Friday, April 7, 2017

Batteries: a technology that never gets old.

The New York Times rarely talks about my favorite subject, but when they do, I feel the need to spread the word (I hope their servers can handle the traffic this plug is going to generate). 

This article is about John Goodenough, who invented a key material in the battery that powers pretty much every device we own.  He then went on to invent a few more of these materials. 

I have been known to be rather distressed by the fact that he has not gotten the prize yet.  I suppose discoveries that have changed the way we interact with the world don’t typically qualify.  Rather, the prize is reserved for ones that appear to show enormous promise to change something sometime in the distant future, continue to show said promise for three decades and will continue to show that promise for three more.  Buckeyballs anyone? 

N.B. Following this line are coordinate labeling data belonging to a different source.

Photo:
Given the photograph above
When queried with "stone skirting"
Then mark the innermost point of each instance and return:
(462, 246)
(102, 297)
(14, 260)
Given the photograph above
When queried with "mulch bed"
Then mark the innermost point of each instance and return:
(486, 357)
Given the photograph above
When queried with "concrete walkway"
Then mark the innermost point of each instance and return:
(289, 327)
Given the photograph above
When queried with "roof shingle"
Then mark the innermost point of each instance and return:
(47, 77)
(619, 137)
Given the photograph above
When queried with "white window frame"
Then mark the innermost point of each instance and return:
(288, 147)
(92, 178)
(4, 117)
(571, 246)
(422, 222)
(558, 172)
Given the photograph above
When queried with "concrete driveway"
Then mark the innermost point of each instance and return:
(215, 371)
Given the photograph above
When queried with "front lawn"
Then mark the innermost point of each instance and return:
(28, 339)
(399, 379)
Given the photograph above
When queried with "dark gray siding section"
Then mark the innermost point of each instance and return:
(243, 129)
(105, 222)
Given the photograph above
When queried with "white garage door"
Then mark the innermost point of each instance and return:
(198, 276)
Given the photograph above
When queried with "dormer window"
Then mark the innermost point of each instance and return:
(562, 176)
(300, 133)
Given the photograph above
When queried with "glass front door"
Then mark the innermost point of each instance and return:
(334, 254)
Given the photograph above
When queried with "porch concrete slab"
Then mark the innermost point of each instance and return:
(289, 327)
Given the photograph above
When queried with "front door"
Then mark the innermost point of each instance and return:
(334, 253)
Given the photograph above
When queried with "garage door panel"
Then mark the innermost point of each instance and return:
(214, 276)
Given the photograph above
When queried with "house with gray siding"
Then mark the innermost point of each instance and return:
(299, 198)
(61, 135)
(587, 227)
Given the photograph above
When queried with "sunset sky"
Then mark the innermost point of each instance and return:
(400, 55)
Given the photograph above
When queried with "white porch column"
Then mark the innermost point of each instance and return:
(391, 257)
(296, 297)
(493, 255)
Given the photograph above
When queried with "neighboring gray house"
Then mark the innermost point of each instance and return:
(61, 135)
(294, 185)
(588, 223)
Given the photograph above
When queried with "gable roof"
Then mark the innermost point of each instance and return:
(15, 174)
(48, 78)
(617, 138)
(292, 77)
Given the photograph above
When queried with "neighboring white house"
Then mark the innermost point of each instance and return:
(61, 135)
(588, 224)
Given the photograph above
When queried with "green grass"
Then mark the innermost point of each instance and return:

Prof. Goodneough is now in the middle of a controversy with his recent paper where he claims a new way to think of how energy is stored in a battery.  I’m ambivalent about blogs and news reports suddenly trying to be scientific journals.  I think the scientific method of reproduction, verification, peer review etc. should be followed.

Irrespective of the controversy, Prof. Goodenough is a legend.  You can read more about his deep intellect here. 

Also, if you are feeling old, the Times article is a real picker-upper.   Maybe I do have hope and will find the next breakthrough.  I do have the formula dialed in!


Venkat

p.s. For all seven regular readers, I do know that I have been AWOL from blogging.  Hoping to change that.   

3 comments:

  1. Great blog entry! - thanks for making the link to the 2001 interview - his thoughts on "long-range targeted research" are really insightful and have influenced me strongly over the past decade. James Miners

    ReplyDelete
  2. Hi Venkat, Good to see your updating of your blog. Read with interest Prof. JBG's paper....if its real, hope it will may fetch him the Nobel prize. Every summer, I look for his name to appear in the Noble Prize, along with Prof. Stanly Whittingham. I am more optimistic about an all-oxide SSLiB. Thomas (who was at ITN, Now at Hazen Resaerch)

    ReplyDelete
  3. Ahem :). The internet, at its corse, is a place to discuss things. If the pop-sci media, and now the NTY, was a bit more careful about reading what they praise there would be less need for such a digestion.